250 physicians and health-care providers from other disciplines across Saskatchewan took part in a two-day conference in Saskatoon focusing on acute and chronic pain.
Dr. Susan Tupper, a Strategy Consultant for Pain Quality Improvement at the Saskatoon Health Region, says one in five Canadians are living with chronic pain, which can severely hamper quality of life in some cases.
Dr. Tupper says Saskatchewan is one of the few provinces without a multidisciplinary chronic pain clinic.
“Ensure that no stone has been unturned, and they have a comprehensive understanding of what the mechanisms of pain are, and also they get recommendations from a wide range of disciplines, as well as treatment for managing the pain or managing the substance abuse disorder.”

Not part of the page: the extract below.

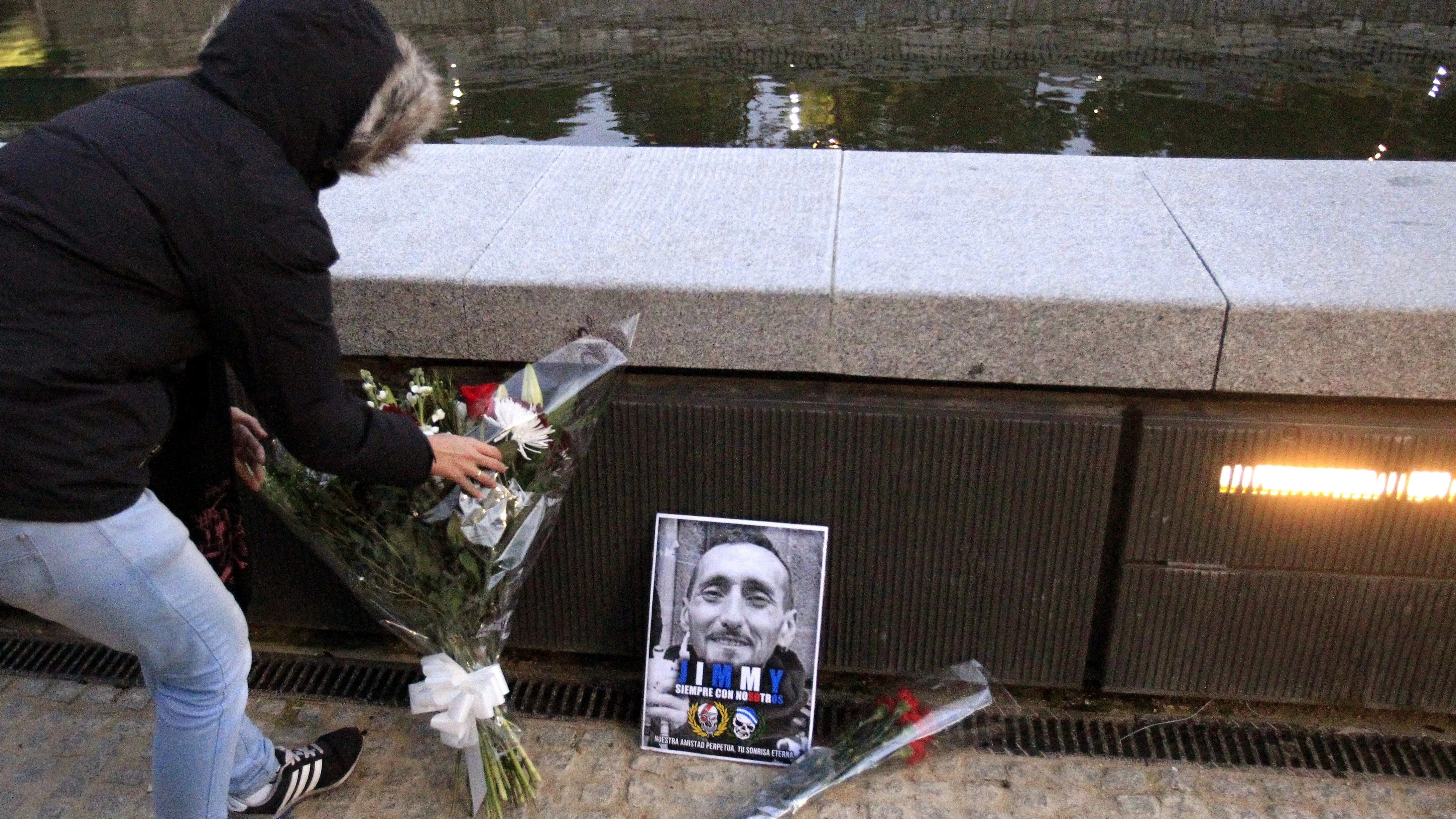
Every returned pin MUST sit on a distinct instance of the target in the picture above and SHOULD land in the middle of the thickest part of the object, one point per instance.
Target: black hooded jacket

Tupper says they have had discussions with the province of opening a centre, and hopes a rise in opioid-related deaths in Canada helps push the Ministry of Health to move forward with a clinic.
“With the opioid crisis, I think there is perhaps a growing interest or a growing recognition that effective pain management is a really important strategy to help mitigate the development of substance abuse disorders because we know that under-managed pain is one of the pathways towards substance abuse disorder for people.”
Tupper says patients in Saskatchewan either need to pay for private physiotherapy or massage therapy, or treat the chronic pain with opioids, which can be addictive and aren’t as effective as time wears on.
Tupper says one in five people live with chronic pain.